Di sisi lain, sentimen domestik, seperti arah kebijakan suku bunga Bank Indonesia dan perbaikan kinerja emiten, justru mengambil peran dominan dalam menentukan arah pergerakan IHSG. Meski demikian, rilis data ekonomi AS masih berpotensi memicu volatilitas harian di pasar modal Tanah Air.

Dari perspektif sektor, Ekky menyoroti bahwa saham-saham bluechip yang sebelumnya tertinggal mulai menarik untuk kembali dikoleksi seiring dengan kembalinya aliran dana asing. Sektor-sektor seperti konsumer, keuangan, dan energi batu bara diproyeksikan paling responsif terhadap sentimen pelonggaran suku bunga. Sektor properti dan telekomunikasi juga diperkirakan akan menyusul dengan respons positif.

Kombinasi valuasi yang kini cenderung murah dan pulihnya aliran modal masuk asing menjadikan sektor-sektor ini motor penggerak potensi IHSG dalam waktu dekat. Ini membuka peluang menarik bagi investor untuk mendapatkan saham pilihan dengan fundamental yang kuat.

Dihubungi secara terpisah, Senior Market Chartist Mirae Asset Sekuritas, Nafan Aji Gusta, memperkuat pandangan bahwa prospek IHSG diperkirakan masih berada dalam fase uptrend. Hal ini didukung oleh pergerakan indikator MA 20 dan MA 60 yang menunjukkan positive crossover, mengindikasikan momentum kenaikan yang kuat.

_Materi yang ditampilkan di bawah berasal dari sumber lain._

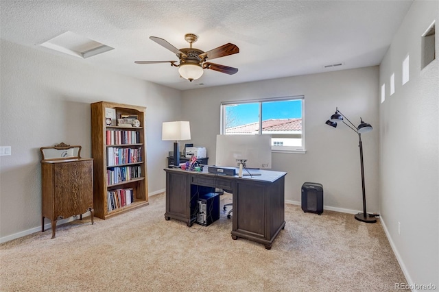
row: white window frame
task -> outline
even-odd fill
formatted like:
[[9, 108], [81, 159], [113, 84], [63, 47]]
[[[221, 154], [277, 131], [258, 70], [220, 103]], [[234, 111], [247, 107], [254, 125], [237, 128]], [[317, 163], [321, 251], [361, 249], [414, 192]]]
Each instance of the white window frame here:
[[273, 101], [285, 101], [287, 100], [295, 100], [295, 99], [301, 99], [302, 100], [302, 131], [300, 133], [301, 134], [302, 139], [302, 146], [274, 146], [272, 145], [272, 152], [280, 152], [280, 153], [298, 153], [298, 154], [305, 154], [306, 153], [305, 149], [305, 96], [299, 95], [299, 96], [288, 96], [288, 97], [272, 97], [272, 98], [265, 98], [265, 99], [246, 99], [246, 100], [239, 100], [239, 101], [223, 101], [221, 103], [221, 113], [220, 113], [220, 134], [226, 134], [226, 111], [224, 110], [226, 106], [230, 106], [231, 104], [254, 104], [259, 103], [259, 135], [261, 134], [260, 134], [262, 129], [262, 123], [261, 122], [261, 113], [262, 113], [262, 104], [264, 102], [273, 102]]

Menurut analisis Nafan, IHSG saat ini memiliki level support di 8.355 dan 8.310, sementara level resistance berada di 8.448 dan 8.506. Untuk mengoptimalkan potensi keuntungan, investor direkomendasikan untuk menerapkan strategi buy on dip, melakukan akumulasi saham pilihan dengan prospek solid, serta senantiasa menerapkan manajemen risiko yang cermat. “Secara teknikal, IHSG jelas berada dalam fase uptrend. Level resistance kedua kami tetapkan di 8.506, seiring dengan sentimen positif dari berakhirnya penutupan pemerintahan AS atau government shutdown yang berlangsung 43 hari, terpanjang sepanjang sejarah,” jelasnya kepada Bisnis.

Nafan juga menuturkan bahwa sentimen global, seperti berakhirnya government shutdown di AS, diproyeksikan akan memengaruhi perilaku The Fed dalam menentukan arah kebijakan suku bunga. Potensi penurunan Fed Rate pada Desember yang dinilai masih terbuka di atas 50% tetap menjadi perhatian utama, meskipun ada kemungkinan kebijakan tersebut akan mundur ke Januari 2026. Selain itu, data makroekonomi penting seperti PMI, non-farm payroll (NFP), dan consumer price index (CPI) Amerika Serikat juga menjadi fokus utama investor.

Dari sisi domestik, seluruh mata investor menantikan hasil Rapat Dewan Gubernur (RDG) Bank Indonesia terkait kebijakan suku bunga. Keputusan bank sentral diharapkan tidak hanya mencerminkan komitmen untuk mendukung pertumbuhan ekonomi, tetapi juga menjaga stabilitas pasar modal secara keseluruhan. “Investor menantikan terkait hasil RDG. Sejauh mana komitmen bank sentral dalam mewujudkan dukungan terhadap pro-growth dan pro-stability, sehingga nantinya bisa memberikan dampak positif terhadap pasar,” pungkas Nafan.

Disclaimer: Berita ini tidak bertujuan mengajak membeli atau menjual saham. Keputusan investasi sepenuhnya ada di tangan pembaca. Bisnis.com tidak bertanggung jawab atas kerugian atau keuntungan yang timbul dari keputusan investasi pembaca.